We’ve encountered certain vocabulary issues during projects in the past: the need for a firm grip on youth vernacular for a snowboarding company, bro; the crash-course in business terms that we endured while writing technically sound,un-flowery copy for corporate success stories; finding eighteen different ways to say “paint.” We’ve slathered our synonyms all over all kinds of copy, constructing completely over-the-top text for a variety of quirky products, people, and partnerships, and in the process we’ve found the most bizarre ways to hock everything from vodka to oil paintings to interactive design. We’ve also held tight to the reins and learned how to write as though we were cold, unfeeling robots, or the sparkle in Elisabeth Hasselbeck’s eyes, for telephony companies and microchip manufacturers. All of this was done while combining our styles together like Voltron to form a uniform and cohesive voice.

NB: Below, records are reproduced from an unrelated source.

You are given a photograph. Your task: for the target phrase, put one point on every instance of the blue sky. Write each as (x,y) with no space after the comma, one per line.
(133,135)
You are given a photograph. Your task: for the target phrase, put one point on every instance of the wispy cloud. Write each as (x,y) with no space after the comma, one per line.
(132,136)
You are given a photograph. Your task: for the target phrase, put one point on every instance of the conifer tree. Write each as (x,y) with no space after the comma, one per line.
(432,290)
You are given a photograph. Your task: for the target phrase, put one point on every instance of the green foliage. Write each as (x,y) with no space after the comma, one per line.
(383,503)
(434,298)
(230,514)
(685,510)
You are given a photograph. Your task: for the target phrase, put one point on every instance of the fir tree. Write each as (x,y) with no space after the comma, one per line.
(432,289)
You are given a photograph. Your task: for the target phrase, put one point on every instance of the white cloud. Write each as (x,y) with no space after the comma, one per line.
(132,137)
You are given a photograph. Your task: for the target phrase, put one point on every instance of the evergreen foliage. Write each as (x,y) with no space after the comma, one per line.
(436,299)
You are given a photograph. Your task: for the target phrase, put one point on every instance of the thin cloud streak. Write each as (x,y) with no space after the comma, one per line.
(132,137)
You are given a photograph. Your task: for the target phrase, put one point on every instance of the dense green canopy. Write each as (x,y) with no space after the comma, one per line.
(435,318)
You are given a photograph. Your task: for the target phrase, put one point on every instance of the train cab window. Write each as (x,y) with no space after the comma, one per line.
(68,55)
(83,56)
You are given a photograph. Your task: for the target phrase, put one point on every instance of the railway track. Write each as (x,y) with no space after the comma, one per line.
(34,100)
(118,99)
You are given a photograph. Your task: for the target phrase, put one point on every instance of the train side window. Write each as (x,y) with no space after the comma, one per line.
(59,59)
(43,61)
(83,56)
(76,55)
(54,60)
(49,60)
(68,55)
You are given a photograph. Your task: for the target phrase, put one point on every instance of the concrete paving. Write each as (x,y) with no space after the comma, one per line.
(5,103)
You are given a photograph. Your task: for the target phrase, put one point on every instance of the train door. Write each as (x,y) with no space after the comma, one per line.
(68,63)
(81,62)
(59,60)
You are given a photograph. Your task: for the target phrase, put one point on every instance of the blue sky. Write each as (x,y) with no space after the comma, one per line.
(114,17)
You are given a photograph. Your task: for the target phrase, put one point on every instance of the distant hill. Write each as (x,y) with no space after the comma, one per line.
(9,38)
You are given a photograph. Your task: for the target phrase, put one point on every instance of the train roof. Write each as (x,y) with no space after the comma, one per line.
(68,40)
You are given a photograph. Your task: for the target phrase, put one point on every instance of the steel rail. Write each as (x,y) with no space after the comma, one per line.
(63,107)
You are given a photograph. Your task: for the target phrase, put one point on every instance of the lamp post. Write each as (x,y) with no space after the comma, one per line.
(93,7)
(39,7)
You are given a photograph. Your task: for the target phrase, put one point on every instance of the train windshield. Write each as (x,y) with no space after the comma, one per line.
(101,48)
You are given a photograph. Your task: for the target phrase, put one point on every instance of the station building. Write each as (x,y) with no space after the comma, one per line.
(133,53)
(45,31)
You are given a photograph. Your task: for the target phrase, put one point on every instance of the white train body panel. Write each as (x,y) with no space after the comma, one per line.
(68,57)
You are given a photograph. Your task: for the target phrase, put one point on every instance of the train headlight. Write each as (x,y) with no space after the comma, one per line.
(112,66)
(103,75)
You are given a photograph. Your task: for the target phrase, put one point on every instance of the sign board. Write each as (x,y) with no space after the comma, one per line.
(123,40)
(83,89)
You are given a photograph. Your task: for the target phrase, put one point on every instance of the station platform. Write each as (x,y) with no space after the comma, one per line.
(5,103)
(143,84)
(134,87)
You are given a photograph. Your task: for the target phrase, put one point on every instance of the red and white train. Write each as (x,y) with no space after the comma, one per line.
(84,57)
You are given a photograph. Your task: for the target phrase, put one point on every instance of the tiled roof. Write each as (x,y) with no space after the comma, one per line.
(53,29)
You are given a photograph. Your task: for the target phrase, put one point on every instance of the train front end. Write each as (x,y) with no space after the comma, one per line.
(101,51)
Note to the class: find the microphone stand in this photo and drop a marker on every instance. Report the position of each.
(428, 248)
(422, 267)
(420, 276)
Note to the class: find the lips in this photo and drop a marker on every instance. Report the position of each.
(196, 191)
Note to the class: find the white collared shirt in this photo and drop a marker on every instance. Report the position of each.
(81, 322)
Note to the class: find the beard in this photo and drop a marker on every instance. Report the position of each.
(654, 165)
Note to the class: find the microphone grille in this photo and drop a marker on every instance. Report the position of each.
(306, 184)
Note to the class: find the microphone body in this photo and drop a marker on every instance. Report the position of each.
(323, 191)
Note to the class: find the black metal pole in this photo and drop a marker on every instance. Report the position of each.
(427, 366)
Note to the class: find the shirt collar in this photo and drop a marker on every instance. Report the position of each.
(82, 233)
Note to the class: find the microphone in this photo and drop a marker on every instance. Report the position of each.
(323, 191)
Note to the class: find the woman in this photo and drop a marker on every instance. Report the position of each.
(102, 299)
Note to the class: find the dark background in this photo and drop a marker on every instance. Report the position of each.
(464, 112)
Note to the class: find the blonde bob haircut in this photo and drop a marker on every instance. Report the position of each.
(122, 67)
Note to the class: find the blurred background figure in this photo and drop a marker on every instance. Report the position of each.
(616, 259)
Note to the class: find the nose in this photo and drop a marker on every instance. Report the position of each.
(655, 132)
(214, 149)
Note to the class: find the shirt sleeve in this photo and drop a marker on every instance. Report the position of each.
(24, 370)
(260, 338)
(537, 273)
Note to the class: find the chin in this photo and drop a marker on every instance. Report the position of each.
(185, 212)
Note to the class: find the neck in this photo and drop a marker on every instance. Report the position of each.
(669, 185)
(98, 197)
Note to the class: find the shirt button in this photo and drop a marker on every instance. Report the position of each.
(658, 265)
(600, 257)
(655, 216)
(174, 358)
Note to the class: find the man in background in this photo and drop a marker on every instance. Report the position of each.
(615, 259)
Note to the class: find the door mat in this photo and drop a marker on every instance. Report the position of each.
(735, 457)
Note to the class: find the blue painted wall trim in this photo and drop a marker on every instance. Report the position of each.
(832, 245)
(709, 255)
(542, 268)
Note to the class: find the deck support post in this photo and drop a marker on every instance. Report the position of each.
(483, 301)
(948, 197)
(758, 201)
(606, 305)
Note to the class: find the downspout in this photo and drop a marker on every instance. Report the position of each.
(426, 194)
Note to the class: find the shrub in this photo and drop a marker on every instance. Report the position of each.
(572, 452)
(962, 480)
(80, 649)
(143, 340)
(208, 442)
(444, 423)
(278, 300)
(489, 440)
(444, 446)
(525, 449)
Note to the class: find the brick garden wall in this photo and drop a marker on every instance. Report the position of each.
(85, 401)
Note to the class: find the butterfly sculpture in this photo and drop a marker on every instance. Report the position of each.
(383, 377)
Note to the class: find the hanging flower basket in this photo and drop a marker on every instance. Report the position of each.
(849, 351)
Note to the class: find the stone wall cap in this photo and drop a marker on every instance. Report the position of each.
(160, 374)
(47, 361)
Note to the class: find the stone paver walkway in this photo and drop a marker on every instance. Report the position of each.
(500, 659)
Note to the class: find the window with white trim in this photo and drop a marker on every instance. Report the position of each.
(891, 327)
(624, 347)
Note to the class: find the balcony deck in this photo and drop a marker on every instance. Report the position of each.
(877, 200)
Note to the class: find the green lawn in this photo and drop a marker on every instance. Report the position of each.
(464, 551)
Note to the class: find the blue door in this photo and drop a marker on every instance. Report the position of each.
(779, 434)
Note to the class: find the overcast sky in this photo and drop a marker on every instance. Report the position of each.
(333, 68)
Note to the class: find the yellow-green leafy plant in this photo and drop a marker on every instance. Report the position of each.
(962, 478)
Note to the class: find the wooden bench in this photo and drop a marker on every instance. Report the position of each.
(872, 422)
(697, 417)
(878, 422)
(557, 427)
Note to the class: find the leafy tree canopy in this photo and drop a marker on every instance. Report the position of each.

But much like conversations with burned-out punk rockers, rambunctious children, society women, and Christian Bale, written words have to be tailored to your audience. Vocabularies need to be strengthened through vigorous exercise, literary calisthenics and listening comprehension. For me, it can be as simple as playing the super-awesome and benevolent FreeRice game for an hour, kicking Simon’s ass at Scrabble, or paging through the thesaurus as though it were the latest issue of Cosmo. I top it all off by clicking over to Urban Dictionary, or by watching For The Love Of Ray J, so I can communicate with high-school students in a way beyond yelling at them to stop texting in the middle of the crosswalk. Did you know that “fluffy bunny” is a term meaning a wannabe Wiccan?! Useful.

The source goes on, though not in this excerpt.